Monday, November 21, 2011

How much is postage to Timbuktu?


Today is one of those days. One of the many days I imagine I will have as a mom. Today, I'd like to ship Bee off to Timbuktu. How could I feel this way about my baby? Let me tell you.

First it started with Briella not going to bed until 1am. Then she got up at 4 and wanted to play. It took half an hour of me going back to her room and laying her back down and giving her a bottle before she started to show signs of being sleepy. Then, at 6:30am she is ready to start her day. I get up, put a few toys in her crib and give her a new bottle, thinking MAYBE, just maybe she'll play for half an hour and let me sleep. Not a chance. She starts up immediately screaming and wailing away like I left her for good and she'll never see me again. She doesn't even give the bottle or toys a chance. Now, my first instinct was to just let her cry it out for a little as she is fairly dramatic (geez, I wonder where she gets that?), but our walls are pretty thin for an apartment and I didn't want our new neighbours to think I was hurting her. So I got up, plucked her out of her dreadful crib and put her in front of her toys in the living room, and sat on the couch, trying to wake up. Instead of her being happy, she was miserable. So I sat beside her, seeing if it was just me being near her that would make her happy. It did not. UGH. At this point I'm pissed. Then it dawns on me to change her diaper. Yeah, I know...rookie move lady. She's miserable and wiggly and I'm tired and groggy. Not a good combo for a very messy diaper, so there was that nice added element to my glorious morning. Now this amount of sleep I can normally deal with. But the night before I just couldn't sleep and that night resulted in a four hour rest instead of a night of rest. LAME. Both nights together is proving to be a bit much today.

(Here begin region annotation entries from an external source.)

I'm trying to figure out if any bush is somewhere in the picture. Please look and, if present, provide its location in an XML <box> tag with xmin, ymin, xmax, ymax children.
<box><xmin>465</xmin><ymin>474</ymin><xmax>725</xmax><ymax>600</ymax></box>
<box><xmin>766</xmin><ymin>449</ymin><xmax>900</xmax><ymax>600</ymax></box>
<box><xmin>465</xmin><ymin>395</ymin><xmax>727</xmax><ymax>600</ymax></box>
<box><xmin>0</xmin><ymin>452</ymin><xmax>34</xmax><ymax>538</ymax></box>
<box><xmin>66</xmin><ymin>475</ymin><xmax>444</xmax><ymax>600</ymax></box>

Breakfast: the normal oatmeal and fruit. She spit her food out at me! This was the first time she's ever done this! I was so stunned. Luckily for both of us, even though I was thoroughly pissed, I was too tired to even make a deal of it. So I finished feeding her and let her play while I lay down on the couch and tried to calm down.

Suddenly I realize she's in the kitchen and very quiet. What did I find when I walked in? Briella, with opened dirty diapers and garbage surrounding her while she was reaching into the garbage bag for some more spoils of war. DISGUSTING! She got a bath pronto while I tried to not imagine how much of the junk got in her mouth. Luckily the bath tired her out and she went for a nap. I cleaned up the mess, and went to sleep as well.

An hour later I wake up, feeling much better about the day and seeing the humor in it. And then I start thinking and wondering, "how do moms do this with MULTIPLE children"??? Please veteran moms, impart your wisdom as I will need it all!

And to think, I once wanted 10 children. yeah right




picture cred:
http://www.nicephotomag.com/the-latest/weekend-inspiration-%E2%80%93-uniform

1 comment:

  1. Sounds familiar! We've all been there. And, you can handle more than one. We just all sometimes go a little crazy. Hang in there. And, believe it or not, enjoy it. It won't last as long as it seems right now.